It is known that $G = \mathrm{SL}(2, \mathbb{R})$ is a connected group. Consequently $G$ cannot have any open subgroups. (Any such subgroup would be closed as well, contradicting connectedness.)
How can one reconcile the above fact with the following phenomenon?
Let
\begin{align*} A = \left\lbrace \left( \begin{smallmatrix} t & 0 \\0 & 1/t \end{smallmatrix} \right) : t \neq 0 \right \rbrace, \quad N = \Big\lbrace \left( \begin{smallmatrix} 1 & x \\0 & 1 \end{smallmatrix} \right) : x \in \mathbb{R} \Big\rbrace. \end{align*}
$A$ and $N$ are closed subgroups of $G$. Then,
\begin{align*} AN = \left\lbrace \left( \begin{smallmatrix} t & tx \\0 & 1/t \end{smallmatrix} \right) : x \in \mathbb{R}, \, t \neq 0 \right \rbrace \end{align*} is a group (since $AN = NA$) which contains an open neighbourhood $O$ of $I = \left( \begin{smallmatrix} 1 & 0 \\0 & 1 \end{smallmatrix} \right)$, e.g.
\begin{align*} O_\varepsilon := \left\lbrace \left( \begin{smallmatrix} t & tx \\0 & 1/t \end{smallmatrix} \right) : |x| < \varepsilon, \, |t-1| < \varepsilon \right \rbrace, \quad \varepsilon > 0. \end{align*} This implies that $AN \leqslant G$ is an open subgroup, since $AN \supset a_0 O_\varepsilon n_0$, which is an open neighbourhood of an arbitrary point $a_0 n_0 \in AN$.

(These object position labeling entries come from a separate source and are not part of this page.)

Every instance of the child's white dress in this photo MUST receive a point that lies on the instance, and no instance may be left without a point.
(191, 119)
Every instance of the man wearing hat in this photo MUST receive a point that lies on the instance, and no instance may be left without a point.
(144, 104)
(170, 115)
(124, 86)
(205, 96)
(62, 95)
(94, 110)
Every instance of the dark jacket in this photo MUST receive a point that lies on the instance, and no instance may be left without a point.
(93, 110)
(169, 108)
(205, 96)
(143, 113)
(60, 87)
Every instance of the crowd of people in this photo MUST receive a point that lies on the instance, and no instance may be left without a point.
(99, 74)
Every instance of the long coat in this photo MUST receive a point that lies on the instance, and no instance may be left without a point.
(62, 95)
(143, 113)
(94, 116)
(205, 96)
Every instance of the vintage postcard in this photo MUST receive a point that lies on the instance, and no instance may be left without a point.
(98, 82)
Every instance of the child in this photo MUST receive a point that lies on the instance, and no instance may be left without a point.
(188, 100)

I think this is not an open neighbourhood in $\mathrm{SL} (2,\mathbb{R})$. For example, for each given $\varepsilon >0$, we have the element $$ K=\begin{pmatrix} 1&\sqrt{\varepsilon}\\ \sqrt{\varepsilon}&1+\varepsilon \end{pmatrix} $$ that satisfies $\Vert K-\mathrm{Id}_2\Vert_2\leq\sqrt{3}\varepsilon $ but $K$ does not lie in the neighbourhood described in your question.